February’s unusual twist on spirits

By Hilary Berg

After taking a month off to publish the Oregon Wine Almanac, Oregon Wine Press returns to its regular format, yet the main feature is not so regular, at least for OWP.

It covers a subject that’s been pitched to me by writers and suggested by readers for years now; I’ve always hesitated, for obvious reasons, until now.

Editor's Note

Hilary Berg has been the editor of OWP since 2006. She graduated from the University of Kansas with a bachelor’s in journalism. She and her husband own a seven-acre vineyard and winery called Roots.

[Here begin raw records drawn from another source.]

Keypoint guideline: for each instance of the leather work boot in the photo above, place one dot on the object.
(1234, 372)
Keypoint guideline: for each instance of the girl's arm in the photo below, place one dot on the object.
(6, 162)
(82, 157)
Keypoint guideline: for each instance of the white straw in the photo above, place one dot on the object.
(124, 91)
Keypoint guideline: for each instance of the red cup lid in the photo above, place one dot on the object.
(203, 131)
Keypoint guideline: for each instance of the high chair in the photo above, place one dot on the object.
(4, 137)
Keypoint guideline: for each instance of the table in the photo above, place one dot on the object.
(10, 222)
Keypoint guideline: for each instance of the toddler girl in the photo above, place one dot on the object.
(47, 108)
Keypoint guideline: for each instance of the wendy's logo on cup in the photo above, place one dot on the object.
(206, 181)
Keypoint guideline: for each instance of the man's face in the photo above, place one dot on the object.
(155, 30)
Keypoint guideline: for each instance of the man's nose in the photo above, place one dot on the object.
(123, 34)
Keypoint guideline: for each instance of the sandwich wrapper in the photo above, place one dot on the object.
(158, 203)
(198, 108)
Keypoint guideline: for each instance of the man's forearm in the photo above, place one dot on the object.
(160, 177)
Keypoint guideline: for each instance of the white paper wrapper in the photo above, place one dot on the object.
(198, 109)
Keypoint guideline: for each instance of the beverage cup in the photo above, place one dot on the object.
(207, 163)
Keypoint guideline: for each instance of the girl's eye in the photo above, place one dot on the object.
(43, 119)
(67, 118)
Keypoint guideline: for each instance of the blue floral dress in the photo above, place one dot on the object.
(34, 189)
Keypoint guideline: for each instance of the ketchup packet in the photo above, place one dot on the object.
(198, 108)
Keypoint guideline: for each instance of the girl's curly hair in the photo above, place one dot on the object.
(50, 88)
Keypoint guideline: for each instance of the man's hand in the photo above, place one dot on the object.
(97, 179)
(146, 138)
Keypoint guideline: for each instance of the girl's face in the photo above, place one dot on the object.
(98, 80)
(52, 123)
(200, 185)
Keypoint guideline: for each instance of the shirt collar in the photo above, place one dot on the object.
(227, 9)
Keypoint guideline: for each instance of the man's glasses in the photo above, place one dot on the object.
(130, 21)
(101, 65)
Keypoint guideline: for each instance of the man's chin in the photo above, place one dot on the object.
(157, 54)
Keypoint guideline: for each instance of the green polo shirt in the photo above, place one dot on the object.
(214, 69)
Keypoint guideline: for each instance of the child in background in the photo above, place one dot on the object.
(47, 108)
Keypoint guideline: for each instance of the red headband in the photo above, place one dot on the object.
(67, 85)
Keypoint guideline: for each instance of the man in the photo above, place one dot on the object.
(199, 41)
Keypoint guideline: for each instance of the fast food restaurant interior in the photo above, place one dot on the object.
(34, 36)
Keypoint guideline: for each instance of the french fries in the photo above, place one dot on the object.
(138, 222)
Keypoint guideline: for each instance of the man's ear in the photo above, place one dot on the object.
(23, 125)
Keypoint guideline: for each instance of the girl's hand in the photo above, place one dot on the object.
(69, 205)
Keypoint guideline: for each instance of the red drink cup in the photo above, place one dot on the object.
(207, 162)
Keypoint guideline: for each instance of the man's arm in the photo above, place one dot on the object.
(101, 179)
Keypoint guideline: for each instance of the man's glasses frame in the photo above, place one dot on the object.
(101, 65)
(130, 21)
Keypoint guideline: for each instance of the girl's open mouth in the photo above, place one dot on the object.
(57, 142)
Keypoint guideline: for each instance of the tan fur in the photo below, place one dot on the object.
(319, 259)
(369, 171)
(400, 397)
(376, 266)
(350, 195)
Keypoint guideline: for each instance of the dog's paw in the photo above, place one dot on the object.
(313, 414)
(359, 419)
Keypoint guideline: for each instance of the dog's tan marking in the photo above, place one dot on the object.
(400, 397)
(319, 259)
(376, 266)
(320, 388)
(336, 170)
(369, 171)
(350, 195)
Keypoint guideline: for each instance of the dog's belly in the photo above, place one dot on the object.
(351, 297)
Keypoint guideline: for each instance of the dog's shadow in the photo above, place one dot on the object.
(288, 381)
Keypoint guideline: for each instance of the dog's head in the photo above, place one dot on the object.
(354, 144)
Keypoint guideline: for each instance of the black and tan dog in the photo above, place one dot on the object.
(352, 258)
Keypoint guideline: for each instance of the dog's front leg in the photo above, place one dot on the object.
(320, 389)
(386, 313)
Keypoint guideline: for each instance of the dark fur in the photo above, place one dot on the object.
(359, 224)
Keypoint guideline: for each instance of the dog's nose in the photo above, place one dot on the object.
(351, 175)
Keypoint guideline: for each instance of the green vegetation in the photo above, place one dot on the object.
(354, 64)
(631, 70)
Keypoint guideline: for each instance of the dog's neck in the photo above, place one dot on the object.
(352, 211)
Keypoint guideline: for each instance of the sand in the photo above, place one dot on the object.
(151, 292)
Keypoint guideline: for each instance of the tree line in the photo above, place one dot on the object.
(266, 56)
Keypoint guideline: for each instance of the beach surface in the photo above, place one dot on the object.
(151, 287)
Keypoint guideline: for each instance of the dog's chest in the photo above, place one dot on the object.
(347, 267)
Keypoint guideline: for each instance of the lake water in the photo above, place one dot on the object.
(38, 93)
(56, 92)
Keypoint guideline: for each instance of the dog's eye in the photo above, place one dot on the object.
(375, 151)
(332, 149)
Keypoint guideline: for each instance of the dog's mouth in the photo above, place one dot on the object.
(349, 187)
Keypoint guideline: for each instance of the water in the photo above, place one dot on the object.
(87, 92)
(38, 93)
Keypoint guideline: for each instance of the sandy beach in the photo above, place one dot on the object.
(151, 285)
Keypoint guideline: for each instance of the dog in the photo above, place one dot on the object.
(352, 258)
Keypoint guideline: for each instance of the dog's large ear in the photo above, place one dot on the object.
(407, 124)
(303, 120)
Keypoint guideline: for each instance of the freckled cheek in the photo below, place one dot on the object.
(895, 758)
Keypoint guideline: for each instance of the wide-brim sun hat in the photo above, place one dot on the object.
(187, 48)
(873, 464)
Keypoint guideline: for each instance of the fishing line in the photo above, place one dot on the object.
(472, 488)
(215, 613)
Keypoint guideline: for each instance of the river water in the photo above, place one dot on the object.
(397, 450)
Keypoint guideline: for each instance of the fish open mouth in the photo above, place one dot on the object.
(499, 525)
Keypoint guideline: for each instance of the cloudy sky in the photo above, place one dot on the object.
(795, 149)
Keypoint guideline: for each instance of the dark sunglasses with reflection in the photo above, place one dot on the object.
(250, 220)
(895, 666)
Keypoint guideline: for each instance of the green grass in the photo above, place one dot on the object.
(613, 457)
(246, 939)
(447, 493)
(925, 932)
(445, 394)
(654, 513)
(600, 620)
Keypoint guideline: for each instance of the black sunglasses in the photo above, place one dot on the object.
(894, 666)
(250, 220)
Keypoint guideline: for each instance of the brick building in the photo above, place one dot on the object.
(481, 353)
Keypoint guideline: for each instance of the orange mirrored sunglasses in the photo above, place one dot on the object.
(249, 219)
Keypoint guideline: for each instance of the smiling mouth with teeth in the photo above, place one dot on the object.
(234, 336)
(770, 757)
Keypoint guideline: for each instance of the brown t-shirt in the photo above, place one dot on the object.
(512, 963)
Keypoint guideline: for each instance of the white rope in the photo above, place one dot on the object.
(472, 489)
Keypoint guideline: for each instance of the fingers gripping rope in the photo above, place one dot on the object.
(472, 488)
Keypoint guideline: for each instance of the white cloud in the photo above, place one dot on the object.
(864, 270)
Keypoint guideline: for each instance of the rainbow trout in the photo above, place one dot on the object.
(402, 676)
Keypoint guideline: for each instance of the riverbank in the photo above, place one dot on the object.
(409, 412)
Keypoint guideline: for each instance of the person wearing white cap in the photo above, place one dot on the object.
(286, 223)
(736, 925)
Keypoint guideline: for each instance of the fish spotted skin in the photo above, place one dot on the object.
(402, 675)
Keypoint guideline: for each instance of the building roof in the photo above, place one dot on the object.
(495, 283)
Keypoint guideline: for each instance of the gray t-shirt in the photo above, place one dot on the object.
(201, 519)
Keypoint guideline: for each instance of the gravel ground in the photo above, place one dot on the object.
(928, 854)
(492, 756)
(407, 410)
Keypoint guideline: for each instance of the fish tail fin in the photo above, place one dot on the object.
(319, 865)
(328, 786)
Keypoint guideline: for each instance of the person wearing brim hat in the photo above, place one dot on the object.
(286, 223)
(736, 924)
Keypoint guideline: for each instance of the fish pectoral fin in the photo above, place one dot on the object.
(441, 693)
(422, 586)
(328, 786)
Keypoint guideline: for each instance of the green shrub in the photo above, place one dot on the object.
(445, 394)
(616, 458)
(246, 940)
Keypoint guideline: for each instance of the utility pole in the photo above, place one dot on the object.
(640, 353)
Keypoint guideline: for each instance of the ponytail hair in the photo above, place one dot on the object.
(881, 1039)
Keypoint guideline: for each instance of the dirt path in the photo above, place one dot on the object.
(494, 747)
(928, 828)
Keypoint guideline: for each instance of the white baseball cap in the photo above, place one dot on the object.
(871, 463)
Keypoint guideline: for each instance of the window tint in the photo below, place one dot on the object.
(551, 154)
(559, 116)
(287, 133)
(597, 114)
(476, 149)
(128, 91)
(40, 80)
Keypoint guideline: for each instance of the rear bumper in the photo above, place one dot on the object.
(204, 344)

Veering off our normal course, OWP’s February edition is focusing on craft distilling, an extremely popular industry that’s recently exploded here in Oregon.

Beautifully photographed on the cover — thank you, Kathryn Elsesser — Ransom is the perfect entrée to spirits because of its ties to both beverage industries.

Of course, other connections are clear, including brandy itself, a beverage made by distilling wine. In fact, the term “brandy” is short for “brandywine,” deriving from the Dutch word “brandewijn,” which comes from the phrase “gebrande wijn,” literally translating to “burned wine.”

Italian-style grappa also shares an affinity to wine; it’s made by distilling pomace (skins, pulp, seeds and stems) left over after pressing winegrapes during crush.

Even whiskey can be linked as well; some distilleries finish aging in used wine barrels, including Ransom with its new Rye, Barley, Wheat Whiskey — see cover.

Rest assured knowing OWP will be back on track next month, back to wine on its cover. But, I have to admit, it feels good ordering off the menu and trying something unexpected from behind the bar every once in a while.